A precocious talent, Brocklehurst won a scholarship to St Martin’s School of Art in 1949, shortly before her 14th birthday. (She maintained close ties to the school, and later taught illustration, often in outrageous dress, to future generations of fashion designers.) Of Sri Lankan and white British parentage, and remembered as an extraordinary beauty, Brocklehurst felt an outsider, and in the 1960s, her interest in traditional fashion illustration gave way to a fascination with London’s club life. Dressed all in black, with her face hidden behind Cutler & Gross sunglasses, she would take large sheets of paper out with her in the evening and draw in situ: first in hashish-scented jazz dives and the strip joints of Soho; later at the Blitz club, where London’s New Romantics took pains to outdo one another in the wild extravagance of their dress.

Brocklehurst’s first portrait of Bricknall was made while the latter performed as a couture model for the fashion illustrator Colin Barnes. She was clad in a typically outlandish Lacroix silhouette when Brocklehurst arrived for tea and demanded to be allowed to sketch her. Bricknall recalls an invigorating difference between the two drawings: In Barnes’s depiction, Bricknall is a perfectly elegant foil for the clothes. Brocklehurst, by contrast, focused on the woman within the garments, and left Bricknall looking not a little deranged.

At the dawn of the 1980s, Brocklehurst had befriended a group of squatters responsible for the infamous punk zine Kill Your Pet Puppy.

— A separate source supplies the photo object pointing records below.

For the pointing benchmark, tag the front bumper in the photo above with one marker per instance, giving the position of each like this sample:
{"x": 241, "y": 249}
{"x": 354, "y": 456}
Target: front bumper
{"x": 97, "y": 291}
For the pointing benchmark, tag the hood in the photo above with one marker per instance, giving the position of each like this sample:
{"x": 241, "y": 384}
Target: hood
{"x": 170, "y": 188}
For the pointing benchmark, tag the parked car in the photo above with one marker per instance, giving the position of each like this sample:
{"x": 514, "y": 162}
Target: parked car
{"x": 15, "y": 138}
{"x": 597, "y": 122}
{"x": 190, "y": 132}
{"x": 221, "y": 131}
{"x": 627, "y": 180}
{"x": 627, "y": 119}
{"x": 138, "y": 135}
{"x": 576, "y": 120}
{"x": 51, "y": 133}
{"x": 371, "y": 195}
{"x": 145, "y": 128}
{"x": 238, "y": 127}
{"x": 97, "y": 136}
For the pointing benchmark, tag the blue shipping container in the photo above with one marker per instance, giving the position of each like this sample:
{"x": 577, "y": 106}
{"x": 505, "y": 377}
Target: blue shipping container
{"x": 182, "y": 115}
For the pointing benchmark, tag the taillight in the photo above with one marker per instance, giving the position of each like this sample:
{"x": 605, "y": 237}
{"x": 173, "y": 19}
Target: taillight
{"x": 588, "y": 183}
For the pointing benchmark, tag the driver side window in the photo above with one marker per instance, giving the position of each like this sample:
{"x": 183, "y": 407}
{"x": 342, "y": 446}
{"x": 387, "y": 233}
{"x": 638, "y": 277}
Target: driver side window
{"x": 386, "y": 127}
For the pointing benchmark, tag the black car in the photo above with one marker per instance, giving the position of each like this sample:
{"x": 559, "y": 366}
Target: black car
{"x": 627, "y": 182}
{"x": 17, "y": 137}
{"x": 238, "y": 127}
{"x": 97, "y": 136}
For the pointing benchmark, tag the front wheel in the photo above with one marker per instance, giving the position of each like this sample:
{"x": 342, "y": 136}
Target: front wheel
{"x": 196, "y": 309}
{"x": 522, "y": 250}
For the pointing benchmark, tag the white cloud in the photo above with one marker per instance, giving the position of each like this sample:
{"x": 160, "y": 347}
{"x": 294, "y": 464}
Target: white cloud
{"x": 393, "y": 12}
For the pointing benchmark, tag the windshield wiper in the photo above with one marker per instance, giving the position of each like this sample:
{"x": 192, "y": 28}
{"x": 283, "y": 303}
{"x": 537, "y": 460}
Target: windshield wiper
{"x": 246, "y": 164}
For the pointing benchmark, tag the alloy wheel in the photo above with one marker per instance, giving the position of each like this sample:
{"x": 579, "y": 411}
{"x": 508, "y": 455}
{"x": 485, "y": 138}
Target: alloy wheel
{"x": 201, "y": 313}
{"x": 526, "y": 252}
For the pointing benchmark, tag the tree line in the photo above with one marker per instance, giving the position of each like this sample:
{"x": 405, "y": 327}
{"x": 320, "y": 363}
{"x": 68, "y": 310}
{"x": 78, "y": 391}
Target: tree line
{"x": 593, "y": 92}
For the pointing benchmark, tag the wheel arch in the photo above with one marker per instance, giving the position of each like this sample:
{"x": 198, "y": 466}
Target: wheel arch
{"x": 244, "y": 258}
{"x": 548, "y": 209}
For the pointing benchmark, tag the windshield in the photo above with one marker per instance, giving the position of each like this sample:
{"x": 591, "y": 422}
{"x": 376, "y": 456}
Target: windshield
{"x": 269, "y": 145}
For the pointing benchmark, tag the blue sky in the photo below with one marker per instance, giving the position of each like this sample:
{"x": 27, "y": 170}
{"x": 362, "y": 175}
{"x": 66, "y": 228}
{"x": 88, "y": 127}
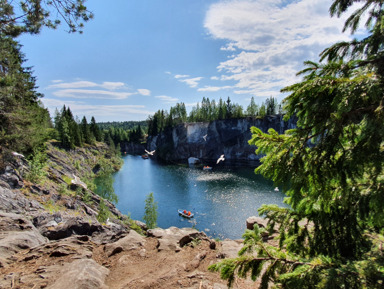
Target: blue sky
{"x": 136, "y": 57}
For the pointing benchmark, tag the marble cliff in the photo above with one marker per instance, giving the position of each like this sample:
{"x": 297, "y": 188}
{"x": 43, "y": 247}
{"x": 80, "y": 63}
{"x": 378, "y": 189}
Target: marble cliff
{"x": 208, "y": 140}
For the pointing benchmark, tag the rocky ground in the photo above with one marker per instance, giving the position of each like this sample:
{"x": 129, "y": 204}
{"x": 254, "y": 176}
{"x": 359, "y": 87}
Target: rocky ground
{"x": 54, "y": 240}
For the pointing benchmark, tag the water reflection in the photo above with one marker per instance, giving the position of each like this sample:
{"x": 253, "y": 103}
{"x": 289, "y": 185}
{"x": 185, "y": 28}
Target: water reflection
{"x": 221, "y": 199}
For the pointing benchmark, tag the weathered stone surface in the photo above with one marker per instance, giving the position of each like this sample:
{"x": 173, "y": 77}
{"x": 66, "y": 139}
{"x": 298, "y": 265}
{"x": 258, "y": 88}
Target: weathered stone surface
{"x": 173, "y": 238}
{"x": 261, "y": 222}
{"x": 130, "y": 242}
{"x": 72, "y": 226}
{"x": 17, "y": 233}
{"x": 207, "y": 141}
{"x": 13, "y": 201}
{"x": 142, "y": 225}
{"x": 81, "y": 274}
{"x": 230, "y": 248}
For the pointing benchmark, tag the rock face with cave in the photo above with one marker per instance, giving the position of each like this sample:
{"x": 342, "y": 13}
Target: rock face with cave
{"x": 208, "y": 140}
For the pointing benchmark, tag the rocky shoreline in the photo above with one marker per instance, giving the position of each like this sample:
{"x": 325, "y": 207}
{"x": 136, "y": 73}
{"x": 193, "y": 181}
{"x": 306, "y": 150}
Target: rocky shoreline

The Puppy Collective, as they were known, had occupied a building near her West Hampstead studio, and Brocklehurst persuaded them to sit for her: singly, in pairs and in various states of undress. Likenesses of Siouxsie Sioux and Billy Idol appear alongside a host of bright-haired, gender-indifferent rebels. Bricknall’s roommate Iggy is portrayed with a vertical crimson mane (above), dressed in a shredded black singlet and ‘No Future’ pants, cockily examining his own likeness in the mirror like a punk Narcissus.

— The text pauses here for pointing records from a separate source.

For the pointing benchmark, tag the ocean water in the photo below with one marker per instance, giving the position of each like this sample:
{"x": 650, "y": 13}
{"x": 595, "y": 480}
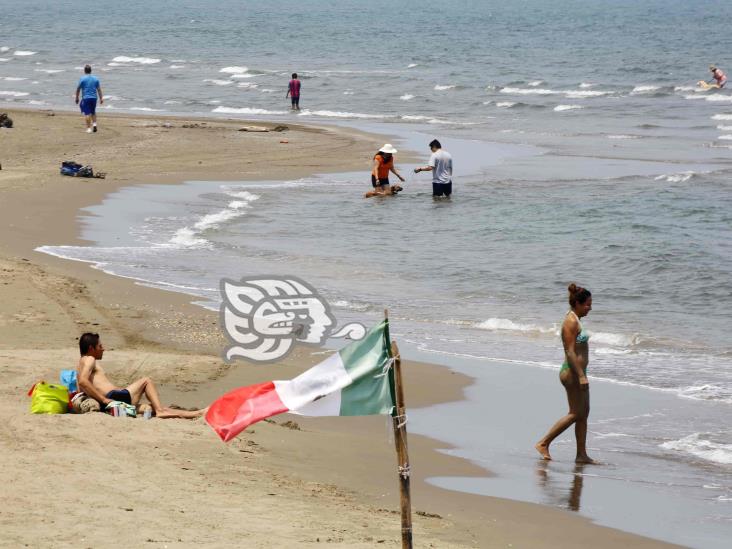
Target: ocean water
{"x": 583, "y": 150}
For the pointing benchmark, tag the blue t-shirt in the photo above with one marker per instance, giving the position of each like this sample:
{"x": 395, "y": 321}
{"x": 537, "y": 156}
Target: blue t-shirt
{"x": 88, "y": 86}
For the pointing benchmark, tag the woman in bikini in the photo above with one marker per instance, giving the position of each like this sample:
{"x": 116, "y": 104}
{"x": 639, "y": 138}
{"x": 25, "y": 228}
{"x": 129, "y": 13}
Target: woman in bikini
{"x": 573, "y": 375}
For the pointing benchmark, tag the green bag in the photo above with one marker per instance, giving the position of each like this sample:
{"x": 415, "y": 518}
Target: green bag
{"x": 47, "y": 398}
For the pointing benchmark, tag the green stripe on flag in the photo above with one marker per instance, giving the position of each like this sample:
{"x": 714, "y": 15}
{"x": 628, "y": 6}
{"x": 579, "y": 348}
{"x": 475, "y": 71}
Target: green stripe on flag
{"x": 371, "y": 392}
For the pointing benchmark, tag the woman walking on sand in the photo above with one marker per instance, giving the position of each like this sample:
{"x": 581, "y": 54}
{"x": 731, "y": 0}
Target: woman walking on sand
{"x": 573, "y": 375}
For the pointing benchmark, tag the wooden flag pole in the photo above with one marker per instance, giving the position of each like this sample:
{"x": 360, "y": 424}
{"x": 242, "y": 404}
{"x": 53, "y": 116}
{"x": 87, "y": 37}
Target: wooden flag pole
{"x": 399, "y": 423}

Over the coming decades, Brocklehurst became enmeshed in the inventive fetish scene that blossomed in London in the 1990s, and which likewise attracted the attention of designers such as Thierry Mugler and Jean Paul Gaultier. She had a horror of being pigeonholed by anything so irrelevant as age, keeping her own a fiercely guarded secret. From the early 1990s onwards, Brocklehurst’s public appearances would be undertaken in a bobbed blonde wig, with a number of pairs of outsized sunglasses or spectacles stacked up her forehead and shielding her face from view.

The most inventive extremes of London’s clubland became Brocklehurst’s catwalk, from which she would pluck fantastical characters to portray in her studio, much as a photographer might take their pick of seasonal fashion silhouettes. One of her last series showed regulars from the fetish scene reimagined as characters from a racy and radically re-gendered “Alice in Wonderland.” Bricknall appears among them (above), splendidly corseted, as a louche Queen of Hearts.